The joint CD recordings by Vladimir Jurowski and the RSB began in 2015 with Alfred Schnittke’s Symphony No. 3, followed by works by Britten, Hindemith, Strauss, Mahler and again Schnittke. Vladimir Jurowski has been honoured many times for his achievements, including numerous international record awards. In 2016, he received an honorary doctorate from the Royal Philharmonic Society from the hands of the current King Charles III. In 2020, Vladimir Jurowski’s work as Artistic Director of the George Enescu Festival was honoured by the Romanian President with the Order of Cultural Merit.
Ralf Sochaczewsky
Leitung (Schnittke)
Ralf Sochaczewsky - Leitung (Schnittke)
Ralf Sochaczewsky received conducting lessons under Christian Grube and Marc Piollet at the Berlin University of the Arts. Later he studied choir conducting under Jörg-Peter Weigle and orchestral conducting under Prof.
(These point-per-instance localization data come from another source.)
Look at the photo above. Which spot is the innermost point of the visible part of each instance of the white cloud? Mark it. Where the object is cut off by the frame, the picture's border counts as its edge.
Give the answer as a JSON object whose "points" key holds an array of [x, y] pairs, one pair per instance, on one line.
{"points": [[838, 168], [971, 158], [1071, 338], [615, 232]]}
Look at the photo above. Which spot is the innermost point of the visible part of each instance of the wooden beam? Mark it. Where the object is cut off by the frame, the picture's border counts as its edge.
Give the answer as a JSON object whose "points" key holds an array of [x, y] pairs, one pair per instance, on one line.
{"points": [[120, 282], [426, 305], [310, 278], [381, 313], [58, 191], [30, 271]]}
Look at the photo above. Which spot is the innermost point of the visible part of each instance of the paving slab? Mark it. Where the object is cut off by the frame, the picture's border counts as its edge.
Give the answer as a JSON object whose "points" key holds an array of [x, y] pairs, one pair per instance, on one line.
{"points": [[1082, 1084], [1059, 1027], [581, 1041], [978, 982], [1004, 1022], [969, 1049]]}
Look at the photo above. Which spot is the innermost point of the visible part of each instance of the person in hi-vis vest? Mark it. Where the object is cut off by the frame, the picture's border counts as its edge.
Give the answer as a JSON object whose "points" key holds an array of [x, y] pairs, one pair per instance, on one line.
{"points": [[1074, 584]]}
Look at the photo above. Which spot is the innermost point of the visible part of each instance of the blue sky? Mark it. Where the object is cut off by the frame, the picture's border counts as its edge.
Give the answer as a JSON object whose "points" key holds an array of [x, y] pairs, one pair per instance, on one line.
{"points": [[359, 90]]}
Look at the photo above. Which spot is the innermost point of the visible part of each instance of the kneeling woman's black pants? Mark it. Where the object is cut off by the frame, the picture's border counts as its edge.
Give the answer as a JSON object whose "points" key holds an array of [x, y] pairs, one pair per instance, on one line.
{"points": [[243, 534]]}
Reuter at the Hochschule für Musik “Hanns Eisler”.
He directs the Berlin choir Cantus Domus, with which he won a 1st prize at the Berlin Choir Competition in 2017 and a 3rd prize at the 8th Choir Competition of the Deutscher Musikrat in Dortmund . From 1998 to 2012, he conducted the Ensemberlino Vocale choir and successfully participated in choir competitions (1st prize at Chorfest Bremen (Bremen Choir Festival) 2008).
He regularly works with choirs like the Berlin Vocalconsort, the Cappella Amsterdam, the RIAS Kammerchor, and the Berliner Rundfunkchor.
In 2016, he conducted the European premiere of the oratorio “Anthracite Fields” by Julia Wolfe, which won the Pulitzer Prize in 2015, with the DR Vocalensemble and Bang on a Can-All Stars.
Ralf Sochaczewsky has performed with orchestras such as the London Philharmonic Orchestra, the Konzerthausorchester Berlin, the National Radio Orchestra Bucharest, and the Chamber Orchestra of the Minsk Philharmonic. He conducted operas at the Bolshoi Theatre Moscow, the Komische Oper Berlin, the Opera National du Rhin, and the Lithuanian National Opera.
Ralf Sochaczewsky collaborated with various pop groups and artists such as Stargaze and André de Ridder, Bon Iver, Damien Rice, Lisa Hannigan, and Tocotronic. With Cantus Domus, he is a regular guest at festivals such as HaldernPop and KalternPop.
He teaches choral conducting at the Hochschule für Musik “Hanns Eisler”. For his great service to the Berlin choir scene, the Chorverband Berlin awarded him the Geschwister Mendelssohn Medal in 2017.